人は無茶をしてそれを乗り越えれば強くなれるのだから、無茶をすればいいのだ。
そして乗り越える!
なぁに、魔力があれば何とでもなる。
人を知るとは即ち人間の構造を知り、何をどうすれば死ぬのかを理解することだ。
そして自身を知るというのは、自分がどれくらい無茶すれば死ぬかを知って、そのぎりぎりを攻める事である。
これは相手がいなくたってどうにでもなる事だ。
誰かに自分を傷つけさせる事ができないならば、自分で自分を傷つけさせればいい──全ては工夫次第である。
「人を知り……己を知る……」
サリオンメスは辛気臭い顔でそんな事を呟いている。
どうやら気付いたようで結構。
「話すべきことは話した。それでは俺はここで失礼する。婚約は破棄! しかし両家との関係は友好を基本として維持していこうということで宜しいな」
これで話は終わりだ、俺はそうはっきりと伝えたのだが──
「機会を頂けませんか?」
サリオンメスはそんな事を言う。
「機会とは?」
「あなたに私の事をエスメラルダ・イラ・サリオンとしてはっきり認識させたいと思っています」
「好きにすればよろしい」
「では好きに致します」
今度こそ本当に話は終わり、俺とサリオンメスは同時にその場を立ち去った。
◆◆◆
"本来の歴史"でも、この場では両家の関係性についての話し合いの場が設けられていた。
状況は似ている。
サリオン公爵家のアステール公爵家への不干渉、その関係性の是正の為の話し合いだ。
しかし平行世界のそれとは違い、アステール公爵家とサリオン公爵家の立場は真逆であった。
"本来の歴史"ではアステール公爵家から申し入れられ、サリオン公爵邸での茶会となっていた。

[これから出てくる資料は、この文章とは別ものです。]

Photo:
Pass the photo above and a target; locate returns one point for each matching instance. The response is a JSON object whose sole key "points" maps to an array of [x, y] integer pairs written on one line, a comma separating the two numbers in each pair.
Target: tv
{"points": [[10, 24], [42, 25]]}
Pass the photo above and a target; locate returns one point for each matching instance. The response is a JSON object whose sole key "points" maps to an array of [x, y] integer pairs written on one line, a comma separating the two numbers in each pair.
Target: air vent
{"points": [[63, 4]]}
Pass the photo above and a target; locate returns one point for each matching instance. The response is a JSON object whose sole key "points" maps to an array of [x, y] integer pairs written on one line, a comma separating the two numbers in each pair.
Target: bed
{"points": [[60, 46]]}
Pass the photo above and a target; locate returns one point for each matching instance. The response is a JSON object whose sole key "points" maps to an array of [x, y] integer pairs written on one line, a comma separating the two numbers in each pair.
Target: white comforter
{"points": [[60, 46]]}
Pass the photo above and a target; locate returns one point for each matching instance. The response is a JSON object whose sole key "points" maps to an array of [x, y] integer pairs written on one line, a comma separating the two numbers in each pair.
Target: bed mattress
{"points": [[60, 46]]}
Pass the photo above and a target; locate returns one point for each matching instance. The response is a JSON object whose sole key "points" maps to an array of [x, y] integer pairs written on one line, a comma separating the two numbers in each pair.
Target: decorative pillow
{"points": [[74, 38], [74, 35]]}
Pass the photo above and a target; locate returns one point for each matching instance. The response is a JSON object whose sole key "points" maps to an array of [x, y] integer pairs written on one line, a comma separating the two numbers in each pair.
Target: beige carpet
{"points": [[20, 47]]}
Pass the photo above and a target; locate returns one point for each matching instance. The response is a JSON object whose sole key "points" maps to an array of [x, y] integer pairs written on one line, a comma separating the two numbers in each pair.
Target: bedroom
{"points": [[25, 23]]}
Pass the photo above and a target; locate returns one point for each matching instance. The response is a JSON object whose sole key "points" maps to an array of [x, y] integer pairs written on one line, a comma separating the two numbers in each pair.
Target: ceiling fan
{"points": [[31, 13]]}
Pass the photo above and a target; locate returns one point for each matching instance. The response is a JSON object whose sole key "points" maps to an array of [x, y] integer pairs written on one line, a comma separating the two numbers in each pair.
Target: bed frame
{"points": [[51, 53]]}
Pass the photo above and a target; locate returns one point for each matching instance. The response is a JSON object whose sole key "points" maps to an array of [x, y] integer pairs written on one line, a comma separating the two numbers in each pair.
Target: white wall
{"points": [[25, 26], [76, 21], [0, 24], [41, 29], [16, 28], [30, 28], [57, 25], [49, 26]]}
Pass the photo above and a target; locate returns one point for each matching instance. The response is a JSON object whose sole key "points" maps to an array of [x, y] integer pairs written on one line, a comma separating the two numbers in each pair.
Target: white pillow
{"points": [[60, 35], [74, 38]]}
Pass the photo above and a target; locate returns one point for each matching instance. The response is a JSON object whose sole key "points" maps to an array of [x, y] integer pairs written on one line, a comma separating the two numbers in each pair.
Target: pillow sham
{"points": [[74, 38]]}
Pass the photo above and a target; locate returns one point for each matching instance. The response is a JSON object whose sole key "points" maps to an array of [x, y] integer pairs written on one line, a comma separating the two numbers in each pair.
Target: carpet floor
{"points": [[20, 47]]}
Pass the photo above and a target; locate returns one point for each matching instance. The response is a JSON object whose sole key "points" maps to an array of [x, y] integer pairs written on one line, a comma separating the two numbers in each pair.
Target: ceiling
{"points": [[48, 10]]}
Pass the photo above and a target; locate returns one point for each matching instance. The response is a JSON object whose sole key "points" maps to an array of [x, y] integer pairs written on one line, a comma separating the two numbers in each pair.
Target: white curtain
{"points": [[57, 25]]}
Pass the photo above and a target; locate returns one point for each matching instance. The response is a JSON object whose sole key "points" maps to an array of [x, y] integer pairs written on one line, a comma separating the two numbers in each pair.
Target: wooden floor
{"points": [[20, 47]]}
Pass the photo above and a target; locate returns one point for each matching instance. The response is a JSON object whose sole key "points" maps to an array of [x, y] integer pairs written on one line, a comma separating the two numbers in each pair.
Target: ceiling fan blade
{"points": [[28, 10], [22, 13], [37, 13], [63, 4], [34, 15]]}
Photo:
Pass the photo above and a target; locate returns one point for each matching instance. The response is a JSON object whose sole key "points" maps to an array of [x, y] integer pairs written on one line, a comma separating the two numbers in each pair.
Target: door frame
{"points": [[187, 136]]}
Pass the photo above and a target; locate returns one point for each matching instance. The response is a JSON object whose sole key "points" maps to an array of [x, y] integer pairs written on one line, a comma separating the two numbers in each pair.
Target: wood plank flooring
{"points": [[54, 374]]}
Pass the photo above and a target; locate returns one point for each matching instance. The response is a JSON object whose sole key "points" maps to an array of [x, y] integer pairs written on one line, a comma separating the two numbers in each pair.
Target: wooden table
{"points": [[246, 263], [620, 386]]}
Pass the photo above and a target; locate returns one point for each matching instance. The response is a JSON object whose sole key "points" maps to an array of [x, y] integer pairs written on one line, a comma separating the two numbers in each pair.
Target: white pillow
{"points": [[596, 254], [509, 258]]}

そこでエスメラルダ・イラ・サリオンはハインに引導を下すのだ。
──『ハイン様、あなたの価値はその魔力にしかありません。あなたは他者を見下し、寛容は無く、無慈悲です。人としての魅力、異性としての魅力はありません。しかしアステール家の最高傑作と呼ばれるあなたの魔力、ひいては血を取り入れる事が出来るのならばと私はこれまで我慢してあなたとの婚姻関係を継続してきました。不干渉であったのはあなたの普段の振る舞いが原因なので文句は言わないでくださいね。ですが先日の帝都急襲の際、あなたはその唯一の取柄である力すら振るう事はなかった。あの恐ろしい魔竜を退けたのは、あなたが嫌うあのアゼル・セラ・アルファイドです。サリオン公爵家は帝都の盾を司ります。そして盾であるからこそ剣が無ければ敵を討てない事も知っています──ゆえに、切れない剣に用はありません。サリオン公爵家は新しい剣を見出しました。子の婚約はこの場で正式に破棄させていただきます。皇帝陛下からの許しは得ております。どうぞお帰りください、そして二度とサリオン公爵家の敷居を跨がぬように』
こんなことを言われて激昂しないハインではなく、エスメラルダを殺めようと魔術行使に至るが──
──『無駄です、ハイン様。あなたは魔力だけは多いですが、工夫がない』
などと言われてあっさり制圧されてしまう。
まあそこから問題行動に対する罰やなにやらで、ただでさえ評判が悪いアステール公爵家の名は更に貶められていくのだが……。